Bresnahan, Greenstein, and Henderson address a longstanding question about the causes of creative destruction. Dominant incumbent firms, long successful in an existing technology, often are much less successful in new technological eras. This is puzzling, because a cursory analysis would suggest that incumbent firms have the potential to take advantage of economies of scope across new and old lines of business. And, if economies of scope are unavailable, those firms can simply reproduce entrant behavior by creating a "firm within a firm." Two broad streams of explanation for incumbent failure apply n these circumstances: one posits that incumbents fear cannibalization in the market place, and so under-invest in the new technology. The second suggests that incumbent firms develop organizational capabilities and cognitive frames that make them slow to "see" new opportunities, and that make it difficult to respond effectively once the new opportunity is identified. Bresnahan, Greenstein, and Henderson draw on two of the most important historical episodes in the history of the computing industry, the introduction of the PC and the browser, to develop a third hypothesis. Both IBM and Microsoft, having been extremely successful in an old technology, came to have grave difficulties competing in the new, despite some dramatic early success. The authors suggest that these difficulties do not arise from cannibalization concerns nor from inherited cognitive frames. Instead, they reflect diseconomies of scope rooted in assets that are necessarily shared across both businesses. The authors show that both Microsoft and IBM were initially very successful in creating free standing business units that could compete with entrants on their own terms, but that as the new businesses grew, the need to share key firm-level assets imposed significant costs on both businesses and created severe organizational conflict. In IBM and Microsoft's case this conflict eventually led to control over the new business being given to the old, and in both cases that effectively crippled the new business.

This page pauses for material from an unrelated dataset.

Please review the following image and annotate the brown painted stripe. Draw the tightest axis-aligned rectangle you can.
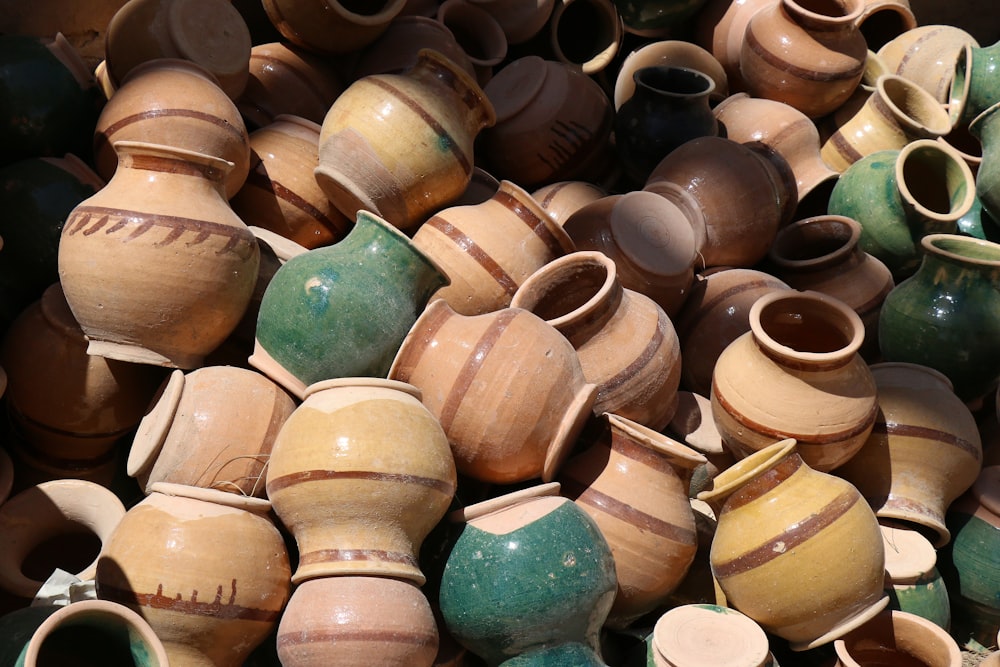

Alberto Cavallo, MIT, and Roberto Rigobon, MIT and NBER
The Distribution of the Size of Price Changes

Cavallo and Rigobon formally test for the number of modes in the price-change distribution of 32 supermarkets, spanning 23 countries and five continents. They present results for three modality tests: the two best-known tests in the statistical literature -- Hartigan's Dip and Silverman's Bandwith -- and a test designed in this paper, called the "Proportional Mass" test. Three important results emerge. First, when the traditional tests are used, the unimodality around zero is rejected in about 90 percent of the establishments. When the Proportional Mass test, which is more conservative than the first two, is used, unimodality is still rejected in two thirds of the supermarkets. There is important heterogeneity across countries: the United States, UK, and Uruguay are the most "unimodal" while the other countries in the sample exhibit significant bi-modality. Second, if the authors center their test on the largest mode {as opposed to zero) they have few rejections of unimodality. Finally, the rejection of unimodality changes through time and with the level of inflation. In countries where there is high inflation, the distribution is unimodal around a positive value. In those countries, when inflation drops -- which happened almost everywhere during the recent financial recession -- unimodality starts to disappear again. These results offer new stylized facts that theoretical models of price stickiness need to match. The authors perform a simple simulation exercise at the end using the model by Alvarez et al. (2010) and applying their PM test of unimodality to the model's distributions.